Despite the recession, the need to create differentiation through unique customer experiences, strive for deeper insight into customer needs and behaviors, and serve customers cost-effectively remains. To support achievement of these goals, leading-edge CRM technologies are much easier to use and offer faster time-to-value — driving higher user adoption — compared to solutions available three or four years ago.
A recent Forrester survey, however, found that the risk of CRM failure can still be high. Only about one-third of enterprise-class organizations, and about half of midmarket ones, agreed that “the [CRM] application really improved the end users’ productivity.” Only about half agreed that the “[vendor] professional services team had good technical skills that helped with the implementation.” Over 200 problems were reported, across four categories.

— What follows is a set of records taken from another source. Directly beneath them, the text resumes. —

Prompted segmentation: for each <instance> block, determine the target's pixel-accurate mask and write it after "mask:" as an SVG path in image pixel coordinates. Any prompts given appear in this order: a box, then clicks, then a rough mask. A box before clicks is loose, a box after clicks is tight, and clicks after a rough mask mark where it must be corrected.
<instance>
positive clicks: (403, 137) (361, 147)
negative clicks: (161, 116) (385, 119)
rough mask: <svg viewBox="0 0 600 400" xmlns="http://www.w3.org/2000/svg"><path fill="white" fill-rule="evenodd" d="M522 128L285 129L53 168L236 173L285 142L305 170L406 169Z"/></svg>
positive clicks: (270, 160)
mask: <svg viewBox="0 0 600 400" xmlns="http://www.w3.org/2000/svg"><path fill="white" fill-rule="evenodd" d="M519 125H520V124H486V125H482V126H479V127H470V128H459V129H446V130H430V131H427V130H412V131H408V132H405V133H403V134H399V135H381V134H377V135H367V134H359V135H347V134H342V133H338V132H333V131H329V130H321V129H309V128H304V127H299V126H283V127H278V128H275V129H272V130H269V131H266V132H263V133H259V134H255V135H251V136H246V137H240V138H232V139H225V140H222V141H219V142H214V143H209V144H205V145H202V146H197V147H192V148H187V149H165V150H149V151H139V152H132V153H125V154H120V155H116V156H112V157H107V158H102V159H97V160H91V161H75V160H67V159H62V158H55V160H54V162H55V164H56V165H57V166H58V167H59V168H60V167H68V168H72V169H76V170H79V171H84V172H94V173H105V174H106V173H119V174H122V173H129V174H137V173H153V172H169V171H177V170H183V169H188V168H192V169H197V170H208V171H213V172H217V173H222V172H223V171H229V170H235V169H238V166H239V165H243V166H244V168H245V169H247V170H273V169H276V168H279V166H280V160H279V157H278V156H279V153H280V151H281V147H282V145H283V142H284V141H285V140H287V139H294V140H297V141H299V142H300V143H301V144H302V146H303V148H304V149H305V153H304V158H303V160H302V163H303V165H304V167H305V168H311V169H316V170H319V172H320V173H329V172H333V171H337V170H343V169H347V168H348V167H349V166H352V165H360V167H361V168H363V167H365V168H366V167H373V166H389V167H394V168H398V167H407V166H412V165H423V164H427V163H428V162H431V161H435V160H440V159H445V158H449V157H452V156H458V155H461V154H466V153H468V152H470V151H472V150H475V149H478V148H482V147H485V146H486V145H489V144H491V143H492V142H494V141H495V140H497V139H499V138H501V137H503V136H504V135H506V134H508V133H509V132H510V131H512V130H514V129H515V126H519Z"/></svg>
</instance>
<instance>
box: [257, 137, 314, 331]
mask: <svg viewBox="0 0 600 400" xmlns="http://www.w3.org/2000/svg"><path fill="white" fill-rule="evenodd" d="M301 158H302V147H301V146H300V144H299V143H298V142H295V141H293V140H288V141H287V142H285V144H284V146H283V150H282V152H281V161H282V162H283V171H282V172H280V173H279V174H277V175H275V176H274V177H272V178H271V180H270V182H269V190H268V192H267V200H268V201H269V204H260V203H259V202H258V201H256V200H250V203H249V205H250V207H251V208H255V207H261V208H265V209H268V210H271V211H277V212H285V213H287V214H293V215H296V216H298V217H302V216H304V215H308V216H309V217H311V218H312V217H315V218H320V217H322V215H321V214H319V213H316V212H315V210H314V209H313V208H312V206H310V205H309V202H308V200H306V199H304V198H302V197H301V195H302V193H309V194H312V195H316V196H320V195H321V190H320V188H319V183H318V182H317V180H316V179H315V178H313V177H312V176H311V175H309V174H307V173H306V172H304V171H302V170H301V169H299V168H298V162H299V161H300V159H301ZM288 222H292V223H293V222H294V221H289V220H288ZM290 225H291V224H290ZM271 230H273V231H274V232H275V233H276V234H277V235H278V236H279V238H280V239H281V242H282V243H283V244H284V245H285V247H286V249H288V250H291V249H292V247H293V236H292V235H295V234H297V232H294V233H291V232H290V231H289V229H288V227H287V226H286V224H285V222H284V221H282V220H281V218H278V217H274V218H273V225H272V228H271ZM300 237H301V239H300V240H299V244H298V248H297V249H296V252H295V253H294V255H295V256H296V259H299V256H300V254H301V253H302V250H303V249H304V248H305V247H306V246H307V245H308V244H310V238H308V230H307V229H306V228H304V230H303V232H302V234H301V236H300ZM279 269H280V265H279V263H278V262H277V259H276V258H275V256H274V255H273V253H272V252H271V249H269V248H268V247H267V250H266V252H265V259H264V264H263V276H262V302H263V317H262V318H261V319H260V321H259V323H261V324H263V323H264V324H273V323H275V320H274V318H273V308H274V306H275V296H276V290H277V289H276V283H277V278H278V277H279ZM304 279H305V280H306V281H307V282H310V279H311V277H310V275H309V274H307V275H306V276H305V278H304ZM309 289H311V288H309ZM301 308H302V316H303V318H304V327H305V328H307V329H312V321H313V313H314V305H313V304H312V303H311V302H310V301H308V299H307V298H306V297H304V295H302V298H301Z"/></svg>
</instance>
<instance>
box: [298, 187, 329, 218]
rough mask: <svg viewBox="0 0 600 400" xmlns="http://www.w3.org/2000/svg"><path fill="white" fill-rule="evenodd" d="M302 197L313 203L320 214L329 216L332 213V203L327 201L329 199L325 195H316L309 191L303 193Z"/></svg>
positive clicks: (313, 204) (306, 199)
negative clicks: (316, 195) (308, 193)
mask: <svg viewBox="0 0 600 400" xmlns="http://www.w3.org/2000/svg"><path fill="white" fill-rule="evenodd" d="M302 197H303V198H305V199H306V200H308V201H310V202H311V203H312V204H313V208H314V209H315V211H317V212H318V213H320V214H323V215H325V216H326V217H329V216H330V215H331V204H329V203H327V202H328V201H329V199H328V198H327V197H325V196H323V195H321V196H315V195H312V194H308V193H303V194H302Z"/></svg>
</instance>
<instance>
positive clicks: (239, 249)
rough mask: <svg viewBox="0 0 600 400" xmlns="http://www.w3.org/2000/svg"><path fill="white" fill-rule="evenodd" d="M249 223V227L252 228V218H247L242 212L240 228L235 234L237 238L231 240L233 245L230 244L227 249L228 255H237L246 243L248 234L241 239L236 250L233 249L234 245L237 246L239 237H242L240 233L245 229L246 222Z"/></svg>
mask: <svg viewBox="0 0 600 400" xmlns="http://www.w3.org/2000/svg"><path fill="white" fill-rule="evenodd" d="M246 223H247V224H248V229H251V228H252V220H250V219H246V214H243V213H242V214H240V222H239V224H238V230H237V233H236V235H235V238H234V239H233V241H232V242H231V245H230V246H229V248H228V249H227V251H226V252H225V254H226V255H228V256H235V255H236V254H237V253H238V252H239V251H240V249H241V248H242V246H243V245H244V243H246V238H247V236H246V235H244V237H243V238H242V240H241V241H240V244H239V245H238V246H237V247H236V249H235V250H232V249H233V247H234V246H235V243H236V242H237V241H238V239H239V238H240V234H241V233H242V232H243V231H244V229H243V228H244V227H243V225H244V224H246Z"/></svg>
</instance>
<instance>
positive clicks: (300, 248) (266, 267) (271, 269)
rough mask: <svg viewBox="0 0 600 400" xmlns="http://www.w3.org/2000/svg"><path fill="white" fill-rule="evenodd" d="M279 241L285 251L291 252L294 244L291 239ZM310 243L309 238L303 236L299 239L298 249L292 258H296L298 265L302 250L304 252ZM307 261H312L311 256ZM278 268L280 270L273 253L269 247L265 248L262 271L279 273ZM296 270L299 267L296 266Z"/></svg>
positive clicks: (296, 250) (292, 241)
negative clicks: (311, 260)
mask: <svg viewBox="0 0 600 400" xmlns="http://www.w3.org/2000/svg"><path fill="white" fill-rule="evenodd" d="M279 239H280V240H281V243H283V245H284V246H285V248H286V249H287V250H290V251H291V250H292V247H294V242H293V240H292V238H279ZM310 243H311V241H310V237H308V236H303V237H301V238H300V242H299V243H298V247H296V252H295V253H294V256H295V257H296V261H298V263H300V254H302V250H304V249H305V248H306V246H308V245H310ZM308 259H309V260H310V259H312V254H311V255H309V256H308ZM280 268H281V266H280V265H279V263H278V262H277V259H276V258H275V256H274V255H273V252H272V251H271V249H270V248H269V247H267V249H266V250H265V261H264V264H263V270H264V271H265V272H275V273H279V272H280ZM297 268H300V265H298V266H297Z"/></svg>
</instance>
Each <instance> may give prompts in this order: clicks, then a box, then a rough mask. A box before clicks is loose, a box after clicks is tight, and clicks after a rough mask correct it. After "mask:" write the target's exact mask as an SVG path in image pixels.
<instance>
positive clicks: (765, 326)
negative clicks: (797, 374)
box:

Technology (33 percent): This category comprised functional deficiencies (30 percent), lack of the skill sets needed for implementation (23 percent), data problems (19 percent), and system performance shortfalls (19 percent). With product deficiencies still atop this category, decision-makers should keep a sharp eye on the breadth and depth of any product offering, including specific industry requirements. Evaluate customer data management abilities and usability. Examine how the application integrates with other technology systems. Gauge the size of the vendor’s customer base and the quality of systems integration partners. Examine the depth of human and financial resources available to enhance products.

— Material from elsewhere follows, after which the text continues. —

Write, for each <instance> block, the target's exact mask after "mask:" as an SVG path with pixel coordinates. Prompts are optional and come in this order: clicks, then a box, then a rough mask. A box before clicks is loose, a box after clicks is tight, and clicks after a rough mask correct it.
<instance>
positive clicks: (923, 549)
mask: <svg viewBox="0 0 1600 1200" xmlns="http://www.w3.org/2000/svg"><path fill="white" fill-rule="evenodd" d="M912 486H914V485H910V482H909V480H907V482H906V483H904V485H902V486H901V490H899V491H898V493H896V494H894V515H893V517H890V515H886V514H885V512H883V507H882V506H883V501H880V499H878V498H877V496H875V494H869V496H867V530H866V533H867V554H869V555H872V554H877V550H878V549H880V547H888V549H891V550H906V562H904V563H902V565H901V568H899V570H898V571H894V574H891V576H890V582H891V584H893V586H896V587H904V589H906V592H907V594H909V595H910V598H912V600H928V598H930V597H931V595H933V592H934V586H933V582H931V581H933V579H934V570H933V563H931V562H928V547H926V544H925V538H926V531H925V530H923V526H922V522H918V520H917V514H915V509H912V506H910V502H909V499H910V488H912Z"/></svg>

Business Processes (27 percent): This group included technical/integration difficulties in supporting company processes (48 percent), poor business process design (31 percent), and the need to customize solutions (21 percent). Can you avoid these risks? At one diversified chemicals company with inflexible business processes across different lines of business (LOBs), business process experts were assigned to each business unit. These key individuals, who came from the business and not from IT, were chosen for their ability to identify the most important business needs. The business process experts were given the authority to make decisions for their group, and were responsible for designing and managing necessary workflow items pertinent to their operating LOBs. A quarterly review process ensures that, as business processes change, new requirements are captured and incorporated into the IT plan for future releases.
People (22 percent): The key pitfalls here were difficulties in achieving user adoption (49 percent), insufficient planning/attention given to change management (36 percent), and cultural resistance to new ways of working (15 percent). One global medical-products company, suffering from very low user adoption of CRM, implemented a program whereby any user could submit a question about the CRM application. These were reviewed by the CRM project team, which conducted a monthly survey to collect broader feedback from users. The team then conducted short information sessions with users to address specific issues. As a result, users came to realize the potential of the application, increasing adoption.
Strategy (18 percent): Comprising CRM strategy and deployment issues, this category included inadequate methodologies (40 percent), poorly defined requirements (25 percent), not achieving alignment on objectives (18 percent), and failing to tightly manage costs (18 percent). Successful CRM projects require a constant balancing of objectives, priorities, resources, and schedules. One financial services company created a CRM steering committee (senior IT and business unit heads with direct accountability to the board of directors), and a program committee (project and operations managers) that allocates resources as needed.
Reporting to the program committee is a project team of IT managers; the project team meets with its business counterparts every two weeks to monitor progress and document and resolve issues or escalate them to the program committee. Under this structure, there is a clear line of accountability, and decision-making processes are well defined.